- Born: 13 January 1901 Hendon
- Died: 1965 (aged 63–64)
- Engineering career
- Projects: Wardley House

= Stanley Wardley =

Stanley Gordon Wardley (13 January 1901 – 15 February 1965) was a British civil engineer and urban planner. He was City Engineer for Bradford during the major redevelopment of Bradford city centre in the 1950s and 1960s. Although generally favourably received during his lifetime, his reshaping of Bradford has since been extensively criticised and undone in large part.

==Biography==

Wardley was born on 13 January 1901 in Hendon. He was appointed City Engineer and Surveyor for Bradford in January 1946.

Wardley House, the building that houses the National Media Museum among other things, was named after him.

==Redevelopment==

Wardley's vision was for a new city 'with provision for a continuous self-regulating flow of traffic', and the buildings that were erected were modernist. The local sandstone was rejected as a building material. Many much-loved buildings were demolished to make way for the 'city of the future', and there was eventually considerable opposition. J. B. Priestley and David Hockney were among those who protested in vain against the demolition of the Swan Arcade in 1962.
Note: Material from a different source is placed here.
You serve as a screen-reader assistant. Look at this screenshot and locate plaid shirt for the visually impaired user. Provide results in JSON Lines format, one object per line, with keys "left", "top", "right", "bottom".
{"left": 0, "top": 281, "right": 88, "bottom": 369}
In 2005 one of the icons of Wardley's redevelopment, Forster House, was demolished as part of the 'Broadway development' (see Forster Square, Bradford). Other recent changes have seen reversals of 1960s planning in Bradford, e.g. filling in of pedestrian under-passes and promotion of traffic-calming measures, and attempts to promote residential use of the city centre, as opposed to 1960s zoning.